- Born: December 27, 1937 San Francisco, California, U.S.
- Died: December 21, 2019 (aged 81)
- Citizenship: United States and Canada
- Occupation: Professor
- Employer: North Carolina State University

= Dale Russell =

American-Canadian geologist and palaeontologist (1937–2019)

Dale Alan Russell (27 December 1937 – 21 December 2019) was an American-Canadian geologist and palaeontologist. Throughout his career Russell worked as the Curator of Fossil Vertebrates at the Canadian Museum of Nature, Research Professor at the Department of Marine Earth and Atmospheric Sciences (MEAS) at North Carolina State University, and Senior Paleontologist at the North Carolina Museum of Natural Sciences. Dinosaurs he has described include Daspletosaurus and Dromiceiomimus, and he was amongst the first paleontologists to consider an extraterrestrial cause (supernova, comet, asteroid) for the Cretaceous–Paleogene extinction event. Russell also helped lead the China-Canada Dinosaur Project from 1986 to 1991.
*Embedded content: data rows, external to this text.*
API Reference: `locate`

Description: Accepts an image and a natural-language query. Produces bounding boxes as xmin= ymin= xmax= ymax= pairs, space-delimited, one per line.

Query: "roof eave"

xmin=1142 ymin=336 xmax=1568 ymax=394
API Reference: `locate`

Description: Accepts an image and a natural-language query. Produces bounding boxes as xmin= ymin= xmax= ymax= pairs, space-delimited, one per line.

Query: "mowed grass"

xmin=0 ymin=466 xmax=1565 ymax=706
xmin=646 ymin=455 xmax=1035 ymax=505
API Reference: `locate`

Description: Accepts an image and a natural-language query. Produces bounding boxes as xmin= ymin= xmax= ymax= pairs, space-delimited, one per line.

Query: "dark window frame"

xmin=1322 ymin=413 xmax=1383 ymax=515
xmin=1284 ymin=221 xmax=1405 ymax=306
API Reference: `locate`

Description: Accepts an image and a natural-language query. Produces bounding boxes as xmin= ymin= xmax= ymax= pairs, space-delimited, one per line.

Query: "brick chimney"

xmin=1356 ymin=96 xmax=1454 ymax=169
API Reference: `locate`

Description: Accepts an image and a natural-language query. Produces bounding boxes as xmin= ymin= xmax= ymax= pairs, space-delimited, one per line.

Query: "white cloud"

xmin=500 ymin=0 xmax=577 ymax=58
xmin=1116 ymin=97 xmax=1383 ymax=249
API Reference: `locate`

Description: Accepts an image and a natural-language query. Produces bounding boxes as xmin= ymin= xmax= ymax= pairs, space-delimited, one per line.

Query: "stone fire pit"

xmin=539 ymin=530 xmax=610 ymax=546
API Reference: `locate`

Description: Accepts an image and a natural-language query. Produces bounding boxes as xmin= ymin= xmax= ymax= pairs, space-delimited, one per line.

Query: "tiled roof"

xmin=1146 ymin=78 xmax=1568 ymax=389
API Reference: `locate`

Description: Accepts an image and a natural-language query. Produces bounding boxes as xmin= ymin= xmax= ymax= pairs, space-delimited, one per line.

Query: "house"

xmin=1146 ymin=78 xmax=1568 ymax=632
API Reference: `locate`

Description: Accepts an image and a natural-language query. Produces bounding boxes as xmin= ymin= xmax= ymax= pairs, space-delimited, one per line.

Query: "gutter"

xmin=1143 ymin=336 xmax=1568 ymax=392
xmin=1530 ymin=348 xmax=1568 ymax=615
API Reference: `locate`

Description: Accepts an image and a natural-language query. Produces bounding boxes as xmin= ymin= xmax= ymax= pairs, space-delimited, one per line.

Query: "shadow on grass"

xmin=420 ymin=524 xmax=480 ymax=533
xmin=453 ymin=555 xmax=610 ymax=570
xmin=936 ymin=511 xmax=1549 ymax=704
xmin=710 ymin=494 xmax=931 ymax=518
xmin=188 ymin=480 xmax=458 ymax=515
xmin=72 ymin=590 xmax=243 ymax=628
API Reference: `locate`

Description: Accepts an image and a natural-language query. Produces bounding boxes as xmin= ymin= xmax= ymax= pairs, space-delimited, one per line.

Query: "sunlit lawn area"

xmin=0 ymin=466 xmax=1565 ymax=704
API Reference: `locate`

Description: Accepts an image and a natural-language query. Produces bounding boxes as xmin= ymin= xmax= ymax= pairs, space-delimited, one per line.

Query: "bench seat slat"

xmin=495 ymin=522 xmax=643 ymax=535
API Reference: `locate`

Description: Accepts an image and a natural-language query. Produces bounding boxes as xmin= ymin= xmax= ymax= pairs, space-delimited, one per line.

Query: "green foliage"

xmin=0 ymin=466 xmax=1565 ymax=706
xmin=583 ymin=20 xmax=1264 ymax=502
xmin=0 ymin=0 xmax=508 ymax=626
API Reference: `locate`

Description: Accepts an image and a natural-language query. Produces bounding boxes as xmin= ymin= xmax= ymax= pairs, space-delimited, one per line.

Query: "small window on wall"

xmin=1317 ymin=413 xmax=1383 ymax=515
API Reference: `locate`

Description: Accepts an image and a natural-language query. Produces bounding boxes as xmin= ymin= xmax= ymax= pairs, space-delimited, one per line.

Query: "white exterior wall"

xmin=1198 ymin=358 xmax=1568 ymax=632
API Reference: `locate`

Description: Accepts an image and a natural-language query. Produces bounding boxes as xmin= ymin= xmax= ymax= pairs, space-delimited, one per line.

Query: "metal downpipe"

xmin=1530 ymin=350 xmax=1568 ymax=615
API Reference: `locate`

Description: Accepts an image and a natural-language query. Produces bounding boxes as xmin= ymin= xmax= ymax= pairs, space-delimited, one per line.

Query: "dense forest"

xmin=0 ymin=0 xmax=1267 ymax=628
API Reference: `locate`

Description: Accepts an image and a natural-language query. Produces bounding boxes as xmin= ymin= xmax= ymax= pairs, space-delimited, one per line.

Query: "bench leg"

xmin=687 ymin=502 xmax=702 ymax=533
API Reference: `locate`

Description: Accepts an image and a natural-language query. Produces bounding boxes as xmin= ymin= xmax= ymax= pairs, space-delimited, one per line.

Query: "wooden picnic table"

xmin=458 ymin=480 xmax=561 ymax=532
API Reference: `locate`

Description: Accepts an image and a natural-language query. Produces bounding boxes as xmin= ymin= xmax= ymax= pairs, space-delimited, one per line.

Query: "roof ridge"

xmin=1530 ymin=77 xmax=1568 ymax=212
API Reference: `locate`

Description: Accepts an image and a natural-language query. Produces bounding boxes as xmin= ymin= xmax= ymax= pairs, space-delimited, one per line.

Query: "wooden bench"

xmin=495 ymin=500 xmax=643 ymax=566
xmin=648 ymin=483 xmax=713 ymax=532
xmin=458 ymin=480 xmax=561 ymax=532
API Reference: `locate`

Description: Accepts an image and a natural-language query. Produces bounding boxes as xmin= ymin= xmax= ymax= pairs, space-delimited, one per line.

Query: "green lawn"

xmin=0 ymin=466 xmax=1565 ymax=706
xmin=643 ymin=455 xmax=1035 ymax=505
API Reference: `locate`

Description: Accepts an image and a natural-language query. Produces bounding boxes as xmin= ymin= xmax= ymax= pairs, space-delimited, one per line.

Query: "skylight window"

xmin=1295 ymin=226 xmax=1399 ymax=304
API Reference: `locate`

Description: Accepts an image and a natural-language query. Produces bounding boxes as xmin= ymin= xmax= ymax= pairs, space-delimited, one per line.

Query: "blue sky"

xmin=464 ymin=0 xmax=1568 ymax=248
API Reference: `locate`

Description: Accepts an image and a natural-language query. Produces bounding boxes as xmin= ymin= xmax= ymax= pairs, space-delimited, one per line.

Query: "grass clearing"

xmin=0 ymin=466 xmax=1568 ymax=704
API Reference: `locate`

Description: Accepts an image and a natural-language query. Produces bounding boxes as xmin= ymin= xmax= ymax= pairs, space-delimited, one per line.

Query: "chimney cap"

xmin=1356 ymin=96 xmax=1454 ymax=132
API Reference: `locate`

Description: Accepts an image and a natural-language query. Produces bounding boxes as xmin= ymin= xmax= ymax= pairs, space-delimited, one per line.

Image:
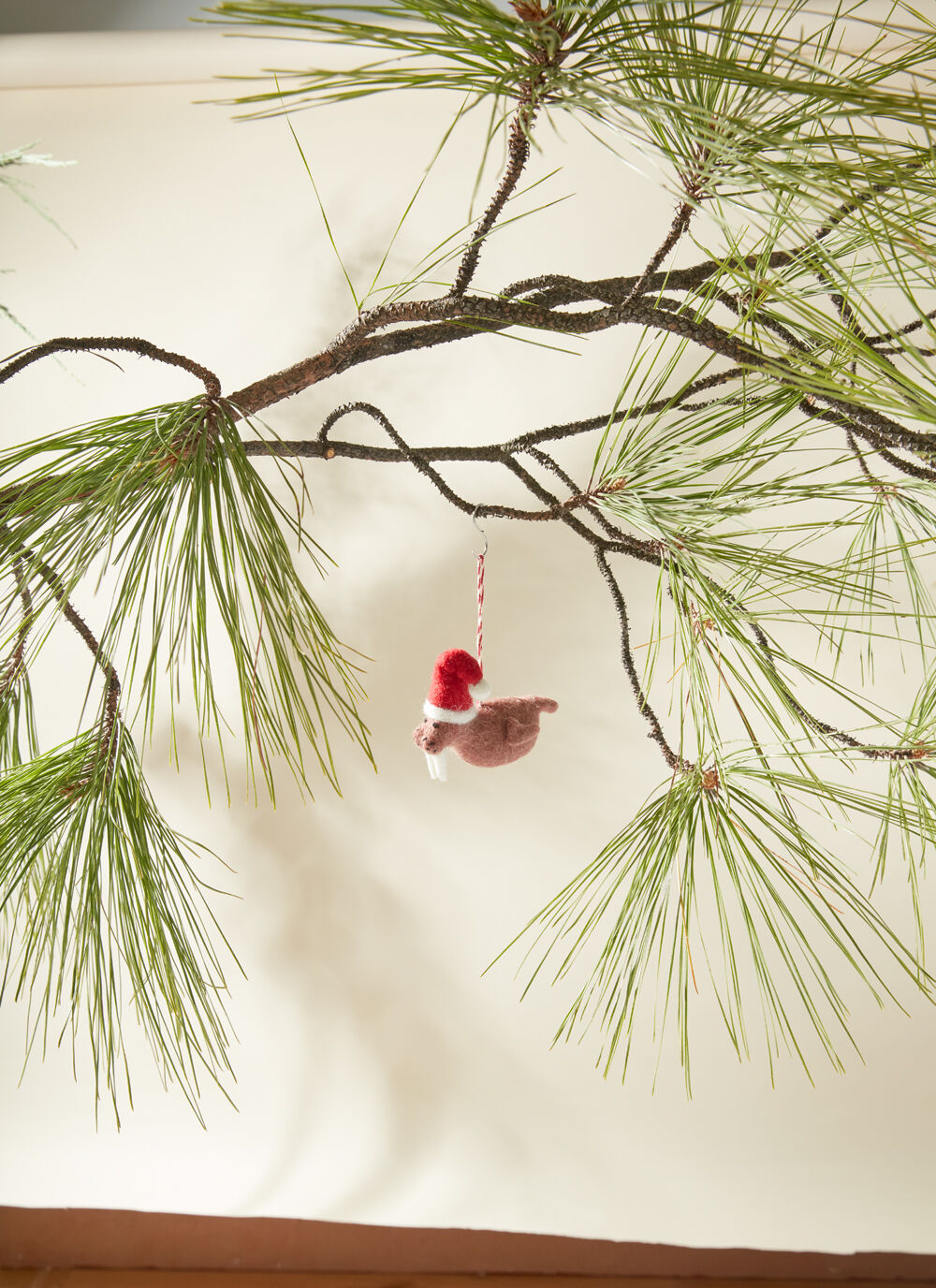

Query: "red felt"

xmin=426 ymin=648 xmax=481 ymax=711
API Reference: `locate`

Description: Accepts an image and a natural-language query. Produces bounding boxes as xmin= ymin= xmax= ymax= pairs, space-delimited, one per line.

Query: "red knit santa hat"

xmin=422 ymin=648 xmax=490 ymax=724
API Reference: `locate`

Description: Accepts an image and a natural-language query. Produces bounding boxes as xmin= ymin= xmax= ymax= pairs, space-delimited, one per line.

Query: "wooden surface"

xmin=0 ymin=1268 xmax=936 ymax=1288
xmin=0 ymin=1207 xmax=936 ymax=1288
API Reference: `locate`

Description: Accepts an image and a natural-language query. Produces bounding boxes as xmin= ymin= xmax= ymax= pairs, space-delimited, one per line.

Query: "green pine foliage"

xmin=0 ymin=0 xmax=936 ymax=1106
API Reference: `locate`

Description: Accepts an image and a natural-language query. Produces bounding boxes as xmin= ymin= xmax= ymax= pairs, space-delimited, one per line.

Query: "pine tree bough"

xmin=0 ymin=0 xmax=936 ymax=1107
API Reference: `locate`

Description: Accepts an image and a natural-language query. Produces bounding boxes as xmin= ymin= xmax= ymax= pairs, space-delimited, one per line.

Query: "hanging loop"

xmin=471 ymin=505 xmax=488 ymax=559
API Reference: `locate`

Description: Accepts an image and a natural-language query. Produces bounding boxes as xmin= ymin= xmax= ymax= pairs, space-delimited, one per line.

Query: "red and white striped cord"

xmin=476 ymin=555 xmax=484 ymax=674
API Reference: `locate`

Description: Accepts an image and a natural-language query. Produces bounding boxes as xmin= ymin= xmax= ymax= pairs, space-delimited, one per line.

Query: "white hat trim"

xmin=422 ymin=701 xmax=477 ymax=724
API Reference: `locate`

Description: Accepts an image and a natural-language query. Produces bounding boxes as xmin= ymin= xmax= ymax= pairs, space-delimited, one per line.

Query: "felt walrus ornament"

xmin=414 ymin=648 xmax=559 ymax=782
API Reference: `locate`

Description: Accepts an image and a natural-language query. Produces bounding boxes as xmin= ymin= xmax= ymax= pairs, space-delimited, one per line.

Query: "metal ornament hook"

In 1982, Russell created the "dinosauroid" thought experiment, which speculated an evolutionary path for Stenonychosaurus if it had not gone extinct in the Cretaceous–Paleogene extinction event 66 million years ago, and had instead evolved into an intelligent being. Russell commissioned a model of his dinosauroid by artist Ron Séguin, and the concept became popular. Various later anthropologists have continued Russell's speculations about intelligent Troodon-like dinosaurs, though they often find his original idea too anthropomorphic.